Yeah but they slowly develop to be their own fields. You wouldnt argue that physics is math either. Or that chemistry could technically be called a very far branch of philosophy. Computer programing, physics, etc are the applied versions of math. You are no longer studying math, you are studying something else with the help of math. Not that it matters much, just makes distinguising between them easier. You can draw the line anywhere but people do generally have a somewhat shared idea of where that lies.

That's a legitimate thing to do if you have a slow implementation that's easy to verify and a fast implementation that isn't.
Pssh, mine uses a random number generator for odd numbers to return true 4% of the time to achieve higher accuracy and a bettor LLM metaphor
The error is ~1/log(x), for anyone interested.
you can increase its accuracy by changing the parameter type to long
LLMs belong to the same category. Seemingly right, but not really right.
I'm struggling to follow the code here. I'm guessing it's C++ (which I'm very unfamiliar with)
bool is_prime(int x) {
return false;
}
Wouldn't this just always return false regardless of x (which I presume is half the joke)? Why is it that when it's tested up to 99999, it has a roughly 95% success rate then?
I suppose because about 5% of numbers are actually prime numbers, so false is not the output an algorithm checking for prime numbers should return
Oh I'm with you, the tests are precalculated and expect a true to return on something like 99991, this function as expected returns false, which throws the test into a fail.

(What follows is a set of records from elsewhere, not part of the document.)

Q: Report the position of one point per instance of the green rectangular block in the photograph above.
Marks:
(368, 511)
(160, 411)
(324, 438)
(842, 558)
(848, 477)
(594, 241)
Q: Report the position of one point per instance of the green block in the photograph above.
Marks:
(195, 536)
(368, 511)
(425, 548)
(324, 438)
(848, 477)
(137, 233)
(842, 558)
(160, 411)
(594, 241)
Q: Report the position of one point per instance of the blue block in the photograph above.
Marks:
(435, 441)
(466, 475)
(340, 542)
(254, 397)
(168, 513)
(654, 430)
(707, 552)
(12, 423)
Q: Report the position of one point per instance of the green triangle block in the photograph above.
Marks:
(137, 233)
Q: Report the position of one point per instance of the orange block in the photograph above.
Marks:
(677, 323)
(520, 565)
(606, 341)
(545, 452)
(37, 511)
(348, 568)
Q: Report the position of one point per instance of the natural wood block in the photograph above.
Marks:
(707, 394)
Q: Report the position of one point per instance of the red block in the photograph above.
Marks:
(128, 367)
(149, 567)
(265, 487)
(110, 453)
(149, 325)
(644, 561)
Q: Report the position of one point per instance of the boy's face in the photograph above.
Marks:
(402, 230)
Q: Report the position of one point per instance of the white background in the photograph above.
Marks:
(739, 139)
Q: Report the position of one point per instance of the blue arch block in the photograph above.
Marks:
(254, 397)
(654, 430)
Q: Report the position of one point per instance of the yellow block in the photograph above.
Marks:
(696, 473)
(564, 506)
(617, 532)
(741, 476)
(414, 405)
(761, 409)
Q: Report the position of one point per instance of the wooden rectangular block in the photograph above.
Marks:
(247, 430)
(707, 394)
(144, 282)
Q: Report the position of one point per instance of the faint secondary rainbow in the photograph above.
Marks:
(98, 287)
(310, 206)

Thank you for that explanation
And the natural distribution of primes gets smaller as integer length increases
That's the joke. Stochastic means probabilistic. And this "algorithm" gives the correct answer for the vast majority of inputs
Because only 5% of those numbers are prime
I have seen that algorithm before. It's also the implementation of an is_gay(Image i) algorithm with around 90% accuracy.
If you think this is bad and not nearly enough accuracy to be called correct, AI is much worse than this.
It's not just wrong a lot of times or hallucinates but you can't pinpoint why or how it produces the result and if you keep putting the same data in, the output may still vary.